St. George gets national attention
BATON ROUGE - St. George supporters say a PBS Frontline documentary that aired Tuesday night titled "Separate and Unequal" is told in a way that "inaccurately portrays this movement."
The documentary, filmed over several months, focuses on how years of school busing has affected the school system, causing white students to leave, and suggests segregation is making a comeback sixty years after the Supreme Court ruled segregated schools unconstitutional.
The documentary includes various St. George events and interviews from St. George supporters. The organization's spokesperson, Lionel Rainey, along with Chairman of the St. George movement Norman Browning are featured heavily in the production. Also, prominent political figures, educators, and opponents of St. George, including Belinda Davis, were interviewed.
"It continually focuses on the desegregation lawsuit that lasted for decades in this parish," read a statement on the City of St. George website. "We feel it is unfortunate Frontline has chosen to do so, as its focus insures an inaccurate portrayal of the struggle taking place in southern East Baton Rouge Parish."
The documentary also highlights a mother of four who has three children in middle school. All her children attend different public schools. Nikki Dangerfield says her kids travel long distances to schools in better-performing districts.
"As a whole, the public school system has done right by my family," Dangerfield said in the TV show.
State Sen.
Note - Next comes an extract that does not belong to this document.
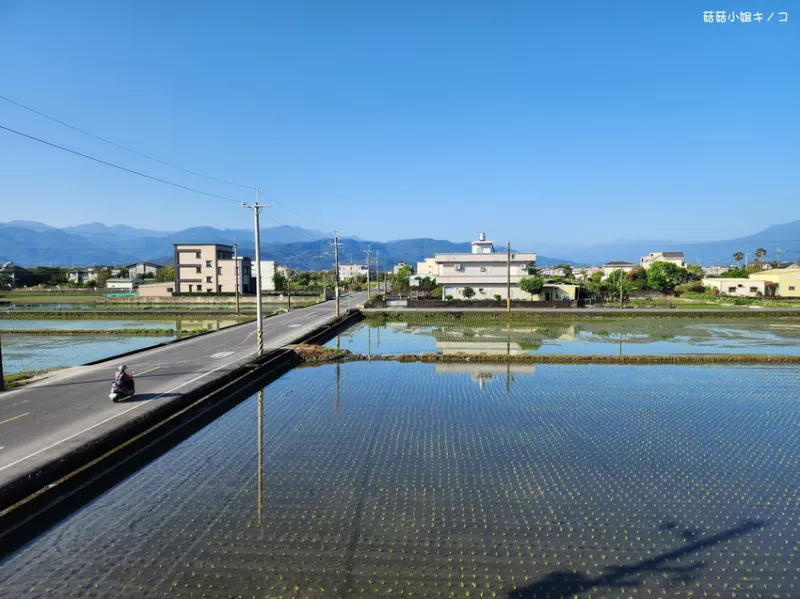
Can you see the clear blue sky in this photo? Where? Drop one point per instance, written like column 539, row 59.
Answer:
column 571, row 122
Bodi White has led the charge for St. George incorporation and was also interviewed for the broadcast.
"They want better," he said, speaking about the people who have signed the petition.
White says the producers tried to show balance, but believes there was a racial undertone throughout the piece.
"You're talking about metropolitan areas where the middle class folks are really dissatisfied with the quality of education their kids are getting and it's not just white. It's black also," he said.
Since the documentary was produced, there have been arguments over the annexation of land into the City of Baton Rouge and out of the planned St. George city limits, a pending lawsuit and an opinion given by the Attorney General's office regarding St. George maps.
Monday, organizers revealed they have collected 17,076 signatures. They need 18,000 by July 23rd to get the petition on the November ballot.
A rebroadcast is planned for Friday and is also available to view online.